At a small scale, that approach appears reasonable. At the production scale, however, it breaks down quickly. The problem is not just the volume of data. It is the variability in how difficult individual cases can be. For example, when labeling medical images, many images will be obvious and easy to label. However, others are likely to be ambiguous even for experts. When every case is treated the same way, teams either waste time reviewing easy cases or fail to give difficult cases the attention they require.
Dynamic labeling pipelines solve this problem by adapting to the task's difficulty in real time.
During the Segmed webinar, Erik explained that Centaur approaches annotation as a statistical aggregation problem. Instead of relying on a single expert or applying the same rule to every image, the system combines multiple independent judgments. It then evaluates the degree of agreement among those judgments. To explain the concept, Erik used a simple analogy. “Sometimes I liken the approach to putting together the optimal trivia team,” he said. “If you want to answer a bunch of trivia questions, you probably want more than one person, and you don’t necessarily want five people that are all the same.”
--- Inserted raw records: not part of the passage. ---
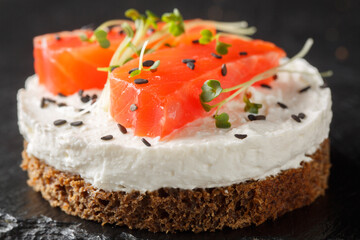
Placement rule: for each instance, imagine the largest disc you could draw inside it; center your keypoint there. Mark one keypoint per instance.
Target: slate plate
(333, 24)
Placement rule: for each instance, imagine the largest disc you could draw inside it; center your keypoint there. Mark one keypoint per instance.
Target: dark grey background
(335, 27)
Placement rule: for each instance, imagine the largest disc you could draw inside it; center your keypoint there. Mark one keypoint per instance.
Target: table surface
(335, 27)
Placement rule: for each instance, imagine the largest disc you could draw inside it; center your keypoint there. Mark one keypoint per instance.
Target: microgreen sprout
(207, 37)
(174, 22)
(212, 88)
(153, 67)
(251, 107)
(108, 69)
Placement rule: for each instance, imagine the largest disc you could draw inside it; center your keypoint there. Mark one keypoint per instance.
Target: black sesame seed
(145, 142)
(59, 122)
(252, 117)
(260, 117)
(131, 70)
(216, 56)
(85, 99)
(148, 63)
(42, 104)
(122, 128)
(81, 92)
(223, 70)
(296, 118)
(76, 123)
(240, 136)
(133, 107)
(140, 81)
(304, 89)
(62, 104)
(301, 115)
(107, 137)
(186, 60)
(49, 100)
(190, 65)
(282, 105)
(265, 86)
(89, 26)
(324, 86)
(113, 68)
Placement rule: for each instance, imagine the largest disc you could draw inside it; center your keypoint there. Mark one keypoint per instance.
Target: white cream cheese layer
(198, 156)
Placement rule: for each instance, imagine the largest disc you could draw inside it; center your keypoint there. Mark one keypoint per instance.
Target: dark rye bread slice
(170, 209)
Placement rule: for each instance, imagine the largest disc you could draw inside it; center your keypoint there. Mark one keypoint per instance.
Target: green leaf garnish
(104, 43)
(206, 36)
(210, 90)
(133, 14)
(135, 73)
(133, 47)
(108, 69)
(155, 65)
(83, 38)
(127, 29)
(206, 107)
(174, 22)
(222, 48)
(151, 19)
(222, 121)
(251, 107)
(100, 34)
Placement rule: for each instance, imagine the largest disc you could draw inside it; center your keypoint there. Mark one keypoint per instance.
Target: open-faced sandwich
(171, 125)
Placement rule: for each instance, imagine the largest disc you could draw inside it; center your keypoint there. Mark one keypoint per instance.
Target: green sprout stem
(269, 73)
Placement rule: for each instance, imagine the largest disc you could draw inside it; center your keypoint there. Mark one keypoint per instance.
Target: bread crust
(172, 209)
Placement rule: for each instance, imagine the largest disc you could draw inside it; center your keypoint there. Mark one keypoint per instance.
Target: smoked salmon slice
(66, 64)
(170, 98)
Different annotators excel at different subtasks. Some are better at identifying melanoma, while others perform better at detecting basal cell carcinoma or specific imaging artifacts. By measuring these strengths and combining them intelligently, a labeling system can outperform any single expert working alone.
This approach also exposes a core flaw in traditional annotation pipelines. Many organizations apply fixed rules, such as assigning every case to a predetermined number of reviewers. That rule is simple to implement, but it assumes every case requires the same level of scrutiny.
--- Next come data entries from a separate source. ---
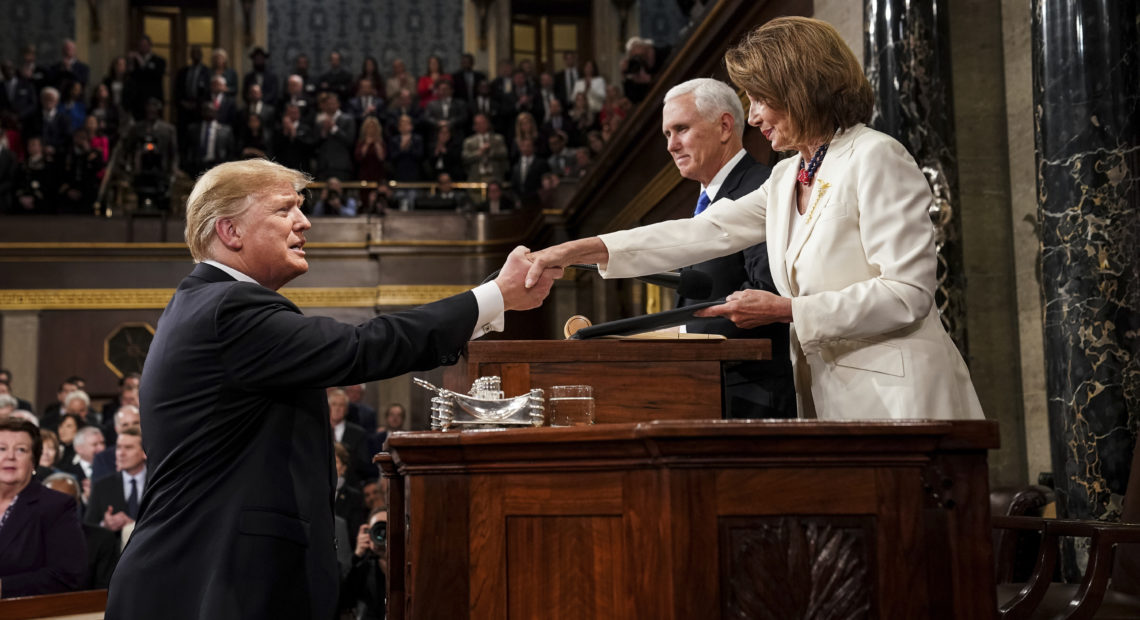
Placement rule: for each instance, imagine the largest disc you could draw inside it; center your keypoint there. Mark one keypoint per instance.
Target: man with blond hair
(236, 520)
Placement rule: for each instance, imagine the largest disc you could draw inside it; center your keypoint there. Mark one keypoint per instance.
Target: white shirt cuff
(490, 309)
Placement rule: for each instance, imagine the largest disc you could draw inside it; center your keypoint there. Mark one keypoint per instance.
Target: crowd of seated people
(87, 470)
(60, 127)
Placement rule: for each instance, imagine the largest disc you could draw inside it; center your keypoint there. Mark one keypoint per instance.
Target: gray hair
(713, 98)
(127, 408)
(84, 435)
(78, 394)
(636, 41)
(24, 414)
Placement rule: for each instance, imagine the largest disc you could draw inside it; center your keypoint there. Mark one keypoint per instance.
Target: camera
(379, 533)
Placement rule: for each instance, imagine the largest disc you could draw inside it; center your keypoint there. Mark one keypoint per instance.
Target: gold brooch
(823, 189)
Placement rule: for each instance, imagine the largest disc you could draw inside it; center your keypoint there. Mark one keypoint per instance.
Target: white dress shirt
(139, 480)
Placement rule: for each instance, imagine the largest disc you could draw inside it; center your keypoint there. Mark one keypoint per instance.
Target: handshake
(512, 282)
(527, 276)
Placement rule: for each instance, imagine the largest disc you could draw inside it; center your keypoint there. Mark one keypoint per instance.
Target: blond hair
(226, 190)
(803, 67)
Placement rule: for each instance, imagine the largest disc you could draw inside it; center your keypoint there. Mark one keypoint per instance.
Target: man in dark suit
(104, 464)
(68, 70)
(208, 143)
(367, 102)
(147, 71)
(41, 544)
(49, 123)
(446, 108)
(466, 80)
(527, 173)
(293, 140)
(262, 76)
(115, 499)
(566, 79)
(352, 437)
(255, 105)
(703, 122)
(192, 87)
(237, 521)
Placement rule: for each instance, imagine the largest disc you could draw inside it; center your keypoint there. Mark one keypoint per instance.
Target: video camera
(379, 533)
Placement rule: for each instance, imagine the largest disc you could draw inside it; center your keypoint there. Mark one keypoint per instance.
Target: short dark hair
(21, 425)
(341, 453)
(804, 67)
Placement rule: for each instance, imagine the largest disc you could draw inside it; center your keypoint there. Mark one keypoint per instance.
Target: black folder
(648, 323)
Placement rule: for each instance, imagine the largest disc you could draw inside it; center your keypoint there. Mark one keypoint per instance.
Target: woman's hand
(751, 308)
(589, 251)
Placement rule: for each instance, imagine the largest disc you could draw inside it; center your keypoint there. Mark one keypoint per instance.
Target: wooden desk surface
(694, 519)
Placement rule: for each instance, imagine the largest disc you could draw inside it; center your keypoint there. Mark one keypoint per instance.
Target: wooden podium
(682, 520)
(634, 381)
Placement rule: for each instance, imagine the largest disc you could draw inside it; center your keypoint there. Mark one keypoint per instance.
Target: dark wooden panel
(566, 568)
(795, 490)
(641, 391)
(54, 605)
(903, 563)
(445, 535)
(71, 343)
(692, 499)
(797, 567)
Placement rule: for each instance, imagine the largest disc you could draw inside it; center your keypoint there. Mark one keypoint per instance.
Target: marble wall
(908, 60)
(987, 230)
(660, 21)
(45, 23)
(1026, 242)
(1088, 139)
(412, 30)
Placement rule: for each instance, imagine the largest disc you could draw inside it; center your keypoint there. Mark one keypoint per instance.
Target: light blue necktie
(702, 203)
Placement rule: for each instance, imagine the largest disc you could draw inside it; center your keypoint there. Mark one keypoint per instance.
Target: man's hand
(364, 541)
(588, 251)
(115, 521)
(516, 293)
(751, 308)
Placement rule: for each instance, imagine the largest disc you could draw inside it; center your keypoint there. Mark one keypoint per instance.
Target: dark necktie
(702, 203)
(132, 500)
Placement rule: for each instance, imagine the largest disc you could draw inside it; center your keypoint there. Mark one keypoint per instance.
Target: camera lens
(379, 532)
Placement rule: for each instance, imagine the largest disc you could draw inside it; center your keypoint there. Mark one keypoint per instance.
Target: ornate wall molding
(653, 193)
(149, 299)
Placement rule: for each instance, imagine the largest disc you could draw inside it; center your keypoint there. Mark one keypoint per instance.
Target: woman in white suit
(851, 243)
Dynamic labeling pipelines work differently because they use disagreement as useful information. Instead of treating conflicting opinions as noise, the system treats them as a signal that a case may be more complex. That signal triggers additional review.
Erik described the process during the conversation. “If the first three people at a task all agree and they are all very good at that task, we might say with very high confidence that if all three say this is melanoma, then it is melanoma,” he explained. “But if they disagree with each other, we are automatically going to escalate that case and get additional votes on it.” This escalation process allows the pipeline to allocate effort where it is actually needed. Easy cases resolve quickly because experts agree on them. Hard cases receive additional review until a confident consensus emerges.
The result is both more accurate and more efficient. As Erik summarized, “You would rather ask seven people the hard questions and ask three people the easy questions.” Fixed workflows cannot make that distinction, which means they inevitably waste effort in one direction or the other.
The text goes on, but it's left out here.